Sphere System Consulting ltd. スフィアシステムコンサルティング株式会社

Vol.31 システム開発に必要な先読み力

 コラム

システム開発に必要な先読み力

 

これまで繰り返しコラムの中で述べている事ですが、システム開発はカタチの見えない未来予想です。未来を予想する力とは先を読む力とも言えます。今回は先読み力について考えてみます。

 

なぜ先読み力が必要なのか?を考える際に、2種類の失敗について確認しておく必要があります。

 

1つ目の失敗は「致命的な痛手を負う失敗」です。
これは文字通り失敗が致命傷となり、広範囲にわたる損失を招くレベルを指しています。
目標を立てて行動計画を立てるにあたり、「致命的な痛手を負う失敗」だけは負わないようにする必要があります。

 

2つ目の失敗は「学びになる失敗」です。
これは仮に失敗しても挽回可能であることや、その後の学びになる失敗を指しています。
長期にわたるプロジェクトでは、意図的に「学びになる失敗」を計画の中に織り込むことも可能です。

 

システム開発を考えた時、はたして失敗はどちらの種類に該当するのか?
これは事前に考えておく必要があります。

 

多くの人員を使い、多くの投資をするITプロジェクトは、失敗すれば「致命的な痛手を負う失敗」になるはずです。

 

そこまでリスクを負ってやるべきITプロジェクトなのかは最初に判断すべきですし、最初からITベンダー企業に丸投げしてしまえばリスクが潜んでいることすら気が付かないかもしれません。

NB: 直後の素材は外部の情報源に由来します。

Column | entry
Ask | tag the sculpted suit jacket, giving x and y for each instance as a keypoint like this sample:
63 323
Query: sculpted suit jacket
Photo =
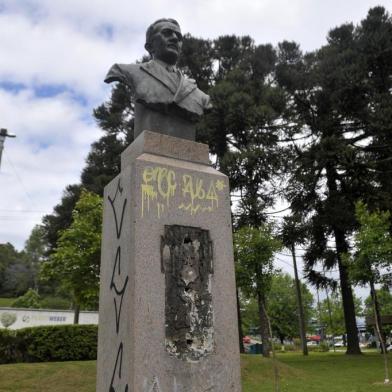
166 102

これらのリスクを知れば、挑戦を見送るという選択肢もあるはずですし、どうやってリスクを小さくするかを検討することが大事になるわけです。

 

リスクを抑える方法は先読み力によって生まれます。

 

ITプロジェクトそのものが先の見えない未来予想だとしたら、遥か先の予想を立てるよりも、少し先の予想を立てるほうが精度が高いであろうことは予測できます。もし、少し先の予想を外しても、この時点ではまだ挽回可能な失敗の可能性が高いのです。
つまり、ITプロジェクト全体の失敗は致命傷だとしても、全体を細分化し構造化することができれば、そこに学びになる失敗を入れ込むことも可能になります。

 

少し先の予想を立てること、これは簡単に出来そうで、実は難しいことでもあります。
何か名案が浮かび、会議の場でそれを発表し、参加者の全員から賛同を得たとしても、その会議の場は、もし上手くいかなかった場合のことを考える余裕を無くしてしまっています。
もし誰かが反対意見を言ったとしたら、それは「空気の読めない奴」の発言として公平に評価されない可能性すらあります。

 

先読み力を身に付けることも当然大事ですが、先読み力を発揮できる土壌がなければ意味がありません。なぜ先読み力が必要なのかを組織内で共有し、フラットに意見を言い合える空気を作ることが出来れば、先の見えない未来予想の不安も、失敗するかもしれない怖さも、無くすことが可能となります。

 

忘れてはいけないのは、先読み力を含む提案をITベンダー企業からの受けるものではないという事です。システムの発注側であるあなたにこそ、先読み力が必要です。先読み力はIT専門のスキルではないのですから。